Looks like the union cabinet of the UPA government has decided to put forward a rare show of upholding the spirit of the Constitution and its fundamental rights. The opinions aired by the cabinet, especially the finance minister P Chidambaram, and others such as Kapil Sibal, Jairam Ramesh among others, as well as by the top brass of the Congress party, including its president Sonia Gandhi and vice-president Rahul Gandhi, expressing disappointment at the Supreme Court verdict on Section 377, come as a glimmer of hope in the increasingly darkening horizon of shrinking civil liberties in this country. The voice in unison discrediting the SC’s sidelining of the Delhi high court order of 7 July 2009, in effect re-criminalising homosexuality and gay sex as ‘unnatural offence’, ‘carnal intercourse against the order of nature’,  is like a straw to the drowning man. Since the Supreme Court had in its judgement effectively passed the buck to Parliament, whether to retain or abolish Section 377 and make a fresh law in its place, the legislature should lap up this rare chance to reclaim its diminishing moral authority over the society at large. That the government has stood firm in its position, which was not to challenge the historic Delhi HC order decriminalising homosexuality and uphold its constitutional validity, and therefore directly criticising the Supreme Court order and branding it as ‘retrograde’, ‘repressive’ and out of step with the changing times, is a commendable development. With the likes of Chidambaram, Sibal and others in the political fraternity such as Shashi Tharoor, Derek O’Brien, Milind Deora and other young politicians strongly condemning the SC verdict, the hopes of not just the gay rights activists but civil society at large have been raised once again.

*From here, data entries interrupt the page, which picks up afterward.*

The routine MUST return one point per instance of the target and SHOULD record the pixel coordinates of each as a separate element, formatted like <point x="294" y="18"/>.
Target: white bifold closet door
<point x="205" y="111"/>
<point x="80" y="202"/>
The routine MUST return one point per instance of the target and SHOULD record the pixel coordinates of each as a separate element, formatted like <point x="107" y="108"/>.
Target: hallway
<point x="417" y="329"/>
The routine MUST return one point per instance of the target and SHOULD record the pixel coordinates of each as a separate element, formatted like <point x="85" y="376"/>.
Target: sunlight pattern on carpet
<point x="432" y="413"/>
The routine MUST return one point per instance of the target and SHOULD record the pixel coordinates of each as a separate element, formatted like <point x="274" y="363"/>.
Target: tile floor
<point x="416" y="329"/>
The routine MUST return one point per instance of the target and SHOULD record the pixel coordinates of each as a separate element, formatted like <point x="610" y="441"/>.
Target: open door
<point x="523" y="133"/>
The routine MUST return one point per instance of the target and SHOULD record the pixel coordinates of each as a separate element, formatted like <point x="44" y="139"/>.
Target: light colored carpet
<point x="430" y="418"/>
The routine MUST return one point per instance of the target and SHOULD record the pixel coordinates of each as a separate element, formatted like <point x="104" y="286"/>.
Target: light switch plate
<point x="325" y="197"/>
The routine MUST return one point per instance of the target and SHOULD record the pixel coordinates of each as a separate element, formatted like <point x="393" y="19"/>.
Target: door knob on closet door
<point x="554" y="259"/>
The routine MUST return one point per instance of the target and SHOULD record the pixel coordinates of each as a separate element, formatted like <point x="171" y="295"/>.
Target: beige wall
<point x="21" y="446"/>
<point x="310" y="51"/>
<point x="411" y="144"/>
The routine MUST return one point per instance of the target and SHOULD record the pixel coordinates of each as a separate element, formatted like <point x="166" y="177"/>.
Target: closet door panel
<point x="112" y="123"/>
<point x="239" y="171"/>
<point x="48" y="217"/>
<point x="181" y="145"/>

Since the SC judgement on Section 377 reinstating the archaic 1860 colonial law has not taken into consideration the developments in human understandings of medicine, physiology, psychology and genetics, as well as the theoretical advancements and sophistications of thought that have collectively expanded the ambit of rights, such that of health, expression, environment among others, the union cabinet and the public intellectuals have, very correctly, lambasted it without mincing words. In fact, the icing on the cake of the political fraternity uniting over an issue is the nascent Aam Aadmi Party categorically stating that they are disheartened and disappointed with the SC verdict. This is really a wonderful sign that the politics of alternative, of the democratic and the participative, and the representatives thereof, are not afraid to embrace the rights and issues of the varied members of the citizenry. That the AAP issued an official statement saying that the Delhi HC ruling was landmark and that the SC has erred in overruling that watershed verdict is a sign of a more inclusive politics that is here to stay. It is the reflection of a participatory, democratic and respectful politics of equality and non-discrimination, whether on grounds of class, caste, religion, sex, gender or language. It’s time that the parties unite for a cause that is much greater than their individual pursuits of power and ideological glory. It’s a matter of course correction where the highest institution has gone gravely wrong.